Cause of Action's report also said the government confused correlation with causation when trying to demonstrate that the Drakes Bay Oyster Company disturbed the local seal population.

The report was issued soon after a victory for the Drakes Bay Oyster Company, which recently won an injunction against the Department of the Interior’s decision not to renew the company’s lease for federal land, allowing it to continue to operate while the case is fully litigated.

Cause of Action says the department used faulty science and may have broken several statutes in its decision against the company.

"The government is defending a decision that is, at its core, based off of faulty data," Cause of Action Executive Director Dan Epstein said about the case on a conference call.

Corey Goodman, an elected member of the National Academy of Sciences, said the impacts of the Department of the Interior’s mismanagement extend well beyond the Drakes Bay case.

"What’s disturbing is that this faulty data has already made its way into other parts of this country and other parts of the world," Goodman said.

The government’s scientific data has thwarted proposed oyster farm leases in South Carolina and Alabama. New Zealand and Australian oyster farmers are worried the data could be used against them, too, according to the report.

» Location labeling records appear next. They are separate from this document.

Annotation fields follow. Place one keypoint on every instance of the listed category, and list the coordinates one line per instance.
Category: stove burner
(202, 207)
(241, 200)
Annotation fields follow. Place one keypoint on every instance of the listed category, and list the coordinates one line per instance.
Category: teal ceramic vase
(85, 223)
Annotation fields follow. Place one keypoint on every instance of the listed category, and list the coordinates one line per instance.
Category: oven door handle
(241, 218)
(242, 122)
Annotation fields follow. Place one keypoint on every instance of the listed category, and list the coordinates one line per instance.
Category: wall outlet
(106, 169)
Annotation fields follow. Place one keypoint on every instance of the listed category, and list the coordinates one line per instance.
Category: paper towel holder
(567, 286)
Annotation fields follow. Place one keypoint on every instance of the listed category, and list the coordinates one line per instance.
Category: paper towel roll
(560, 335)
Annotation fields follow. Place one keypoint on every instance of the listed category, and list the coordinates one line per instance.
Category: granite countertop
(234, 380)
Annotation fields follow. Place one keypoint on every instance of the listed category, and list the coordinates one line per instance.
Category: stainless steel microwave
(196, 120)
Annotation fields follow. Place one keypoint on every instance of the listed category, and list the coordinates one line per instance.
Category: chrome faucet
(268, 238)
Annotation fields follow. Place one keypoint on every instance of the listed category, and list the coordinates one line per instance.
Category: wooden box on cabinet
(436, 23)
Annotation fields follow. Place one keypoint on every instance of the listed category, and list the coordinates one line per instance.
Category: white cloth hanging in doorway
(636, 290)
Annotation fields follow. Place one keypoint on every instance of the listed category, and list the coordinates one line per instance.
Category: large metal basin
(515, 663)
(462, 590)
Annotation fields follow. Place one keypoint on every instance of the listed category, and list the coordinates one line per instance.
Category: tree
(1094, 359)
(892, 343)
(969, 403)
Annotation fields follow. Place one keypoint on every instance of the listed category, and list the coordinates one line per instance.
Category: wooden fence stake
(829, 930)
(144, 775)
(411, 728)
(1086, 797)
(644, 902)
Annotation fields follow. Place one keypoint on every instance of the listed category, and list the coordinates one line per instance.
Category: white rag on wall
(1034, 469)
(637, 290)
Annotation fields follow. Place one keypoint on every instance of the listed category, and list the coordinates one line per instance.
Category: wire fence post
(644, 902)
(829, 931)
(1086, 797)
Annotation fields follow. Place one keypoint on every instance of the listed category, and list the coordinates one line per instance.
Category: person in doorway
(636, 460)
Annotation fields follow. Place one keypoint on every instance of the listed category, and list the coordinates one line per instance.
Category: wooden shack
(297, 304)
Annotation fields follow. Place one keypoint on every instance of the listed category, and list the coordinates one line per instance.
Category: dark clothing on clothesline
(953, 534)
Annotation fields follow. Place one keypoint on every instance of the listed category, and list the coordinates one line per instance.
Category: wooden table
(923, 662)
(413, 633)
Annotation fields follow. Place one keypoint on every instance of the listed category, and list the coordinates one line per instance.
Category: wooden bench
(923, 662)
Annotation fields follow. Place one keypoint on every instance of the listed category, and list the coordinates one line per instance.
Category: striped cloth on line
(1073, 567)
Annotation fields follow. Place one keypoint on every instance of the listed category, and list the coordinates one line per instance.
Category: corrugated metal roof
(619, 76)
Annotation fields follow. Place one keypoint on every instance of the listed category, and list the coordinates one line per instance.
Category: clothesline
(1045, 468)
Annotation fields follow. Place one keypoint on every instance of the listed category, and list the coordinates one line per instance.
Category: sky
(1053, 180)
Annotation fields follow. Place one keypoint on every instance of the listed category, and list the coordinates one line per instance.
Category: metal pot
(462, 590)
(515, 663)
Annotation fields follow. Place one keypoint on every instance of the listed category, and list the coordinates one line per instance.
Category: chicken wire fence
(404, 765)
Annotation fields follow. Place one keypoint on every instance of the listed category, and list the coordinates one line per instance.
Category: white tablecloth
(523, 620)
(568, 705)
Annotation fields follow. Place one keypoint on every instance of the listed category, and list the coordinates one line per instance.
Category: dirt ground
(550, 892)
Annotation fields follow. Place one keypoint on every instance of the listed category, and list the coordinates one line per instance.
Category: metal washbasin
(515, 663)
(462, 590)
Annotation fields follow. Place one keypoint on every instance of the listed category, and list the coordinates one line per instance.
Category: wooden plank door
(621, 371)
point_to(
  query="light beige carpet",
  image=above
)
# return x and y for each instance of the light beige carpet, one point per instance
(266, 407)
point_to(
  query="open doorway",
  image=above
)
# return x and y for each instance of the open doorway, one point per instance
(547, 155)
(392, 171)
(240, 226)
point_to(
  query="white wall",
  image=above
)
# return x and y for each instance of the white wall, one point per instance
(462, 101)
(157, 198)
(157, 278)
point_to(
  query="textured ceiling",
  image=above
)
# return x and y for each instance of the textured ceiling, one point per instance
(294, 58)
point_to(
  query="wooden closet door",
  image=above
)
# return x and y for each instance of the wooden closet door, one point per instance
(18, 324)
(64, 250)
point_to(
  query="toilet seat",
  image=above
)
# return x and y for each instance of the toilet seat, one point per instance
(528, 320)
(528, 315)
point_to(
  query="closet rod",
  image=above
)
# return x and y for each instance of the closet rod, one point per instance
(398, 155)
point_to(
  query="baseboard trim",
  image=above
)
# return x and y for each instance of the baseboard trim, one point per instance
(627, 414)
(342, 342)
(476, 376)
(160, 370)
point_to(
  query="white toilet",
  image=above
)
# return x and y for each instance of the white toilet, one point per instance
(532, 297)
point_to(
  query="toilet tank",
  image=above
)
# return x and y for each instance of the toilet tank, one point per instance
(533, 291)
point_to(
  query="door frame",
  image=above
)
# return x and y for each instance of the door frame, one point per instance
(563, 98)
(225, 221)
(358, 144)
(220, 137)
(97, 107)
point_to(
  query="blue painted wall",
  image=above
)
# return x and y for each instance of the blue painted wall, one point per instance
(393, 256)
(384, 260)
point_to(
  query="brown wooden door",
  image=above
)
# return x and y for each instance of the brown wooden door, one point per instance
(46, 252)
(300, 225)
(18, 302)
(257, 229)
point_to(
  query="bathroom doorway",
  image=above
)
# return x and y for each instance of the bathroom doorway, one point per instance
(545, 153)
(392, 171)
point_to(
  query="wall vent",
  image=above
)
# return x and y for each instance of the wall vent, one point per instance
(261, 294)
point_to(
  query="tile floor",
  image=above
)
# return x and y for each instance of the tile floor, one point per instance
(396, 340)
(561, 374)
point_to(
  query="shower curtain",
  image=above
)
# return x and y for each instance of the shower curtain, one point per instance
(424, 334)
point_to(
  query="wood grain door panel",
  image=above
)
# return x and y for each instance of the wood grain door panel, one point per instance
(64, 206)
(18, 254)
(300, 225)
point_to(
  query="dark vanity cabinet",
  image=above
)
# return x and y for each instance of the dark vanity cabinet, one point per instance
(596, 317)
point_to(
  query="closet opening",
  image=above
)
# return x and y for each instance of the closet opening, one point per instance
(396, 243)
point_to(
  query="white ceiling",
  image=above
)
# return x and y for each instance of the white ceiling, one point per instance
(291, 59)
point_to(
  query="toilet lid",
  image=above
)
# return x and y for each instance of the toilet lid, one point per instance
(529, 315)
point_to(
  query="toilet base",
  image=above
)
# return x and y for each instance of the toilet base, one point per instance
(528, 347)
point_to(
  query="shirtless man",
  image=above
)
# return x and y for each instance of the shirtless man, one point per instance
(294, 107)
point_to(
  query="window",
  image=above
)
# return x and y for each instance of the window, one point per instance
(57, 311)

Goodman sent a letter to the White House asking that the Office of Science and Technology Policy open "a high-level investigation of scientific misconduct involving three federal agencies (NPS, USGS, and MMC), all linked to misconduct by NPS."

"This issue, first brought to your attention in spring 2009, has lingered too long. It is no longer a local issue in West Marin, California," Goodman wrote. "It involves three federal agencies, two Inspector Generals, and three Scientific Integrity Officers."

President Barack Obama introduced in 2009 a policy on scientific integrity that Goodman called "superb" on the conference call, noting that it separated ideology and science.

However, the Cause of Action report accuses the department of doing exactly what the president sought to stop.

"NPS prioritizes politics over scientific integrity by refusing to withdraw and correct flawed science, impacting businesses both nationally and worldwide," the report states.

The report specifically targets several agencies within the department—the National Park Service, the Marine Mammal Commission, and the United States Geological Survey—and accuses them of going "unchecked in their manipulation of scientific data" because they lack adequate oversight.

The department did not return a request for comment.

The department’s inspector general issued a report in February acquitting the department of wrongdoing in the Drakes Bay case. The inspector general examined whether employees in the department "altered, concealed, or unfavorably misrepresented data" and found no evidence of wrongdoing.

Goodman also said the inspector general may not be as independent from the department’s influence as it is supposed to be.

The Cause of Action report accuses the inspector general of misleading the Senate Energy Committee during its 2009 confirmation hearing for National Parks Service Director Jonathan Jarvis by covering up allegations of scientific misconduct against Jarvis.

Epstein made several recommendations for action in the conference call. He said an inspector general should be installed at the Marine Mammal Commission, and he called for Congress to reform the data quality act and hold hearings on the issue.

"Now is the key time to do some serious investigative hearings," Epstein said.